A mixer with your crypto cocktail?
A major crypto project weakened in 2022: total user funds deposited in decentralized finance fell from over $170 billion at the start of the year to around $61 billion, according to data aggregator Challenge Llama.
In a new shake-up, the US Treasury Department has sanctioned one of the industry’s biggest “mixers”, tools that aggregate and scrape cryptocurrencies from thousands of addresses to increase anonymity, claiming hackers are using it to launder their earnings.
This month’s US intervention forced many DeFi projects to block money from wallets linked to Ethereum-based mixer Tornado Cash, a blow to followers who dream of a new world without a central authority. .
“That proposal set back DeFi in its ability to be decentralized and operate in a censorship-resistant manner,” said Katie Talati, director of digital asset management research at Arca.
Indeed, the impact on the market could be significant, given the growing role of mixers, which proponents argue serve a legitimate benefit by creating privacy and argue that authorities should target specific users rather than entire code.
Average usage of these services over a 30-day period hit a record $51.8 million at the end of April, roughly double the previous year, according to a study by Chainalysis in July, before falling with the broader crypto market.
“This makes sense given that the timing coincides with the growing prominence of DeFi in the overall cryptocurrency ecosystem,” Chainalysis researchers wrote.
Tornado Cash did not respond to a request for comment on the sanctions.
LOCKING AND CODE
Aave and Uniswap, two of the most popular DeFi platforms that blocked wallets linked to Tornado, have seen their user funds, or total block value (TVL), drop since the sanctions were imposed – $6.4 billion compared to more than $6.9 billion for Aave, and 5.7 billion versus 6.5 billion for Uniswap, according to Defi Llama.

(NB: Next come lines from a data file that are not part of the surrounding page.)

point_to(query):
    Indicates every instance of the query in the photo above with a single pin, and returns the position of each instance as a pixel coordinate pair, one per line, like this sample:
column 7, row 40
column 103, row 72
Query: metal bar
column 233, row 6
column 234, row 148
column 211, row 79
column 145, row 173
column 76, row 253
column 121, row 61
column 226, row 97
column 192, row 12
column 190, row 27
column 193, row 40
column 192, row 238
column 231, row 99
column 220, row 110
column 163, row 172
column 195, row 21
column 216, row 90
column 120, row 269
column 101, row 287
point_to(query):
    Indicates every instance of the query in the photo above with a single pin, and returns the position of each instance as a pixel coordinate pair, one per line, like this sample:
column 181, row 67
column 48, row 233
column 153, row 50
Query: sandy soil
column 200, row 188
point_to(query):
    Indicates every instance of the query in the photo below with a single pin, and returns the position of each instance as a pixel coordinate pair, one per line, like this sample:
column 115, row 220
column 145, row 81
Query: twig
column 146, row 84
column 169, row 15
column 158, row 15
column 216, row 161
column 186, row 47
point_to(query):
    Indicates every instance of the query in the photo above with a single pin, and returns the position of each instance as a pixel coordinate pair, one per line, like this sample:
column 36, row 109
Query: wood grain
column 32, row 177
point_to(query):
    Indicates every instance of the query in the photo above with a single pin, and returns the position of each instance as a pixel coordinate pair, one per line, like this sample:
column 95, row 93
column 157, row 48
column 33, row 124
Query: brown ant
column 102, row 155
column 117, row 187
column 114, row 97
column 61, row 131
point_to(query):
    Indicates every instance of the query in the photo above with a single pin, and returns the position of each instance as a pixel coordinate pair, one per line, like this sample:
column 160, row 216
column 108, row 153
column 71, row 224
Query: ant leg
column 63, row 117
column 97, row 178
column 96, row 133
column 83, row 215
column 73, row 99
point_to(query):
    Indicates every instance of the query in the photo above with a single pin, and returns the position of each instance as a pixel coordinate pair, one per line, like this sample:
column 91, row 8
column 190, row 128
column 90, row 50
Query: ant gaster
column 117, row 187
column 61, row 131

This may not all be due to the Tornado, as most cryptocurrencies have suffered heavy losses in the past week, and the DeFi sector has seen little change in activity – for example, Uniswap claims its weekly trading volume has remained fairly stable at around $8 billion.
“TVL fell, but at the same time the price of the token fell,” said Max Krupyshev, CEO of payment provider CoinsPaid. “People weren’t taking money so much that the value of their investments went down.”
Aave and Uniswap also did not respond to requests for comment about the mixers.
Chart: Mixing Problems –
BIG CATS RDENT?
While DeFi players could face tough decisions on whether to leave the mixers, some observers see potential upside for the market if the US measures encourage traditional institutional investors to join the fray.
“Larger institutions could see the sanctions as a step towards legitimacy, which could give them more comfort in engaging or investing in Ethereum and other digital assets,” analysts at the asset manager wrote. Grayscale digital.
In the near future, however, little is certain.
“Illegal” addresses identified by data firm Chainalysis accounted for 23% of funds sent to mixers in 2022, up from 12% in 2021. Looking specifically at Tornado Cash, analytics firm Elliptic reported that at least $1.54 billion in revenue was acquired they were laundered by crime through the platform.
Talati d’Arca thinks we haven’t seen the end of mixer smashing.
“Tornado Cash is one of the longest,” she said. “It’s not the last thing we’ll see.”